Crying is important. It's a way to release emotions and tension that builds up. It's good to do it on your own. It makes you feel more alive afterward.
However, crying has a social function too. It's good to cry in front of another person. People mostly do not relate to each other through achievements or strength. We relate through sadness, fragility, weakness, melancholy, etc. Seeing someone crying is one of the ultimate connecting experiences. Those are the moments of total relation between two human beings. We see each other fully. We tend to realize the humanness and fragility of another person. And we see ourselves in them too. We understand how something touched them, and it reminded us of something that moves us.

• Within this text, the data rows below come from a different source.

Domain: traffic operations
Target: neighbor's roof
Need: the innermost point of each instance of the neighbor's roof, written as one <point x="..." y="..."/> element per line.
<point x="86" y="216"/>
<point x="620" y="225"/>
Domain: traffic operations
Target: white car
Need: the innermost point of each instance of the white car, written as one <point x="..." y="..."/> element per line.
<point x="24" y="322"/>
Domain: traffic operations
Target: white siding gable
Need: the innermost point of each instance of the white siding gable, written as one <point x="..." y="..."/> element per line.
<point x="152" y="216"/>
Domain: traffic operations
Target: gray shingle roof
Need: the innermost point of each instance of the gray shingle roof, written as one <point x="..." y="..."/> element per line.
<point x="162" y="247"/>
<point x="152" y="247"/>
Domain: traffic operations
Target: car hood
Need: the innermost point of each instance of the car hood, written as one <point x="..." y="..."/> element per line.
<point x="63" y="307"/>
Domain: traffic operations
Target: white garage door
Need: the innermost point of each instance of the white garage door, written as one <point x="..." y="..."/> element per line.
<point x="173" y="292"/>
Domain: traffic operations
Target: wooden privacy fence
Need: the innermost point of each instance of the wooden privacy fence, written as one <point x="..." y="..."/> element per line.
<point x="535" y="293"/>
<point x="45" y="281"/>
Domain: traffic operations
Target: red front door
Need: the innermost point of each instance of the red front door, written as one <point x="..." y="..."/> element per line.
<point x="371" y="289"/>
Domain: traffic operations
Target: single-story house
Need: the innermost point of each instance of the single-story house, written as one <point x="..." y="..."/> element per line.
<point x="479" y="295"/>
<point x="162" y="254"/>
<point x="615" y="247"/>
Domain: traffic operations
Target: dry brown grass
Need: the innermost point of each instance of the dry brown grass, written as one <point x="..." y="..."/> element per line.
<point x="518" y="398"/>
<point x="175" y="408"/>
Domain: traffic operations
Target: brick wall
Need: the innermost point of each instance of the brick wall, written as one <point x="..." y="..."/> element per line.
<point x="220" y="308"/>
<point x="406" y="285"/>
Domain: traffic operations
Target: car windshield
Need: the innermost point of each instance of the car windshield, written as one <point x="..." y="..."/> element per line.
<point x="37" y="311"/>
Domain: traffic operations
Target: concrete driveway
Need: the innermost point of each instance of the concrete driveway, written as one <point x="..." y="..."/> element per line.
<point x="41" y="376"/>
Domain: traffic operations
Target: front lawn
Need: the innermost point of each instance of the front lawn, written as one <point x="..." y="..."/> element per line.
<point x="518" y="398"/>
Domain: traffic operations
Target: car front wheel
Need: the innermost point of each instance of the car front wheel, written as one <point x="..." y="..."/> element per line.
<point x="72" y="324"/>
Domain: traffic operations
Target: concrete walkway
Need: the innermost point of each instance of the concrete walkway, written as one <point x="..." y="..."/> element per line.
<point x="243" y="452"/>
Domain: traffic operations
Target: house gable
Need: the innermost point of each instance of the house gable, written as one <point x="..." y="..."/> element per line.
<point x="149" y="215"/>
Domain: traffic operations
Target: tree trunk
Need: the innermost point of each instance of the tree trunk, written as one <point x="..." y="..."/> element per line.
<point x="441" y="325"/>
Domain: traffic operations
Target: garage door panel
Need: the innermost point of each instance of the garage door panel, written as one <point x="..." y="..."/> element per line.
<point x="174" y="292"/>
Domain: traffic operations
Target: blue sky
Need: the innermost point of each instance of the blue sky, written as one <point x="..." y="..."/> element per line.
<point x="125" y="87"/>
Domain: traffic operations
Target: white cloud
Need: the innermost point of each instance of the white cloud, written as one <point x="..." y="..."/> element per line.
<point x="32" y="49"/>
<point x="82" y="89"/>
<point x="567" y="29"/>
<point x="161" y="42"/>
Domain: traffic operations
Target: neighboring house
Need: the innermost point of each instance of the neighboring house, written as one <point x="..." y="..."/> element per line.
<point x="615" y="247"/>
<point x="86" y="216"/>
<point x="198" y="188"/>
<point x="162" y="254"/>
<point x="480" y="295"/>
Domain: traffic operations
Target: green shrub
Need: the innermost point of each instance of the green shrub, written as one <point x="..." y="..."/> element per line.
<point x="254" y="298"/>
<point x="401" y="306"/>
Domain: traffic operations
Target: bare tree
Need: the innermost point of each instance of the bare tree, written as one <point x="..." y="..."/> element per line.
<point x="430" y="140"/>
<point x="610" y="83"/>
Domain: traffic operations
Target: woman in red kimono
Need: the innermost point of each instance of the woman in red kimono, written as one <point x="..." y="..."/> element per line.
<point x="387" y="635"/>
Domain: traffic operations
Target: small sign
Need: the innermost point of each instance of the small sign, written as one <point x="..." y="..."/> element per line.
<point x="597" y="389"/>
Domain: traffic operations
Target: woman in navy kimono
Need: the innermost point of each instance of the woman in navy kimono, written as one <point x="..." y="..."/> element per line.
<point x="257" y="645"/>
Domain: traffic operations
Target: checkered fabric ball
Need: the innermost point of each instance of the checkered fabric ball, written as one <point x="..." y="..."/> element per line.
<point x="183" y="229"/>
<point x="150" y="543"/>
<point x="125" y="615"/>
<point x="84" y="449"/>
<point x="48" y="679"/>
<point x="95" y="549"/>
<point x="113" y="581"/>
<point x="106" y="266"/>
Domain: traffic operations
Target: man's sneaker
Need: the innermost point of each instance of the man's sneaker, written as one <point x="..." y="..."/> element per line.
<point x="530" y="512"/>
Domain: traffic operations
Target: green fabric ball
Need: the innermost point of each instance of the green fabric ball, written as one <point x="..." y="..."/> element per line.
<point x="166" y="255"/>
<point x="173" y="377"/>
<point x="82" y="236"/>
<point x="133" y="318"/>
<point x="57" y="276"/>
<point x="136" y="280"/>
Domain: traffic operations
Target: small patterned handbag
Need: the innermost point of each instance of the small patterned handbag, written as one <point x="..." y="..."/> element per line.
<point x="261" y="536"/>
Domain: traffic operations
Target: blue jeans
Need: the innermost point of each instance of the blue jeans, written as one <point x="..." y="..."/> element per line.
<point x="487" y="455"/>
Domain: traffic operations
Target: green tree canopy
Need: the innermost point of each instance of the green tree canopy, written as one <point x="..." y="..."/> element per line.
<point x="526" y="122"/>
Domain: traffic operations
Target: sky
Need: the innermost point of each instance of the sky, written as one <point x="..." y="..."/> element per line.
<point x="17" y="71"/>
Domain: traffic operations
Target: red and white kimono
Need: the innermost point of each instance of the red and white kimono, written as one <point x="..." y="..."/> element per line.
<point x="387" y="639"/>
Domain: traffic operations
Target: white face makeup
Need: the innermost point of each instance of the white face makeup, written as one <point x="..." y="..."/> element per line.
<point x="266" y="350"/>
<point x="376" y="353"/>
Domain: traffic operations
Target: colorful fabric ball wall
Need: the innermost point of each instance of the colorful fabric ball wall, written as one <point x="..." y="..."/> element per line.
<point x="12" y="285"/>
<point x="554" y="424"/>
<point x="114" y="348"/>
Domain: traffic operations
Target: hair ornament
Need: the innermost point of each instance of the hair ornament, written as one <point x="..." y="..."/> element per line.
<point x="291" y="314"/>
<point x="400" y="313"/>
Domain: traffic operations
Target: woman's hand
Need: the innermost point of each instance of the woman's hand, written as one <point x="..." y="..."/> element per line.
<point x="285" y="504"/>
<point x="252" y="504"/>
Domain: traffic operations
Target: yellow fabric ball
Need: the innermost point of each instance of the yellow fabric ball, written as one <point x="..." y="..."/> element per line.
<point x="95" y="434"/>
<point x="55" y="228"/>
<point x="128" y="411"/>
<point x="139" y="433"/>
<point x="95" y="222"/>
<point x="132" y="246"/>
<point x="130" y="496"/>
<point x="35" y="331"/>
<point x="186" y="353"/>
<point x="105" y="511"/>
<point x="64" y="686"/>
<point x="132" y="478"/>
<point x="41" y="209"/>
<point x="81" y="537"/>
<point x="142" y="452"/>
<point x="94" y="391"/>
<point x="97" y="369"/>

So it's all beautiful, of course. But there is another side to it. I had a lot of problems crying for quite some years through my late teens and most of my twenties.
I realized is that a lot depends on who is near you at the moment. I feel very safe crying when I see that another person is secure herself/himself. That means that I trust to be near the person who not only cries himself but also can recover from it. So it doesn't look like the cry of prolonged depression but rather than a fluid tool that a person has at her disposal. When someone can cry and then be happy in few hours and be full of energy - that is the moment you stop perceiving crying as a weakness and the moment you trust that another person knows her tools.
You never want to learn tools incorrectly. The consequences are hard. Eg, if you don't know how to transition between different emotional states and stuck in one emotion for days or weeks - crying will not help you much. It will be destructive. Learn how to let go of all the feelings. Live them, but do not feel attached. And you will be okay.
When you are in the right spot yourself. When person close to you in the right spot. All things are effortless and easy. Learn the basics first.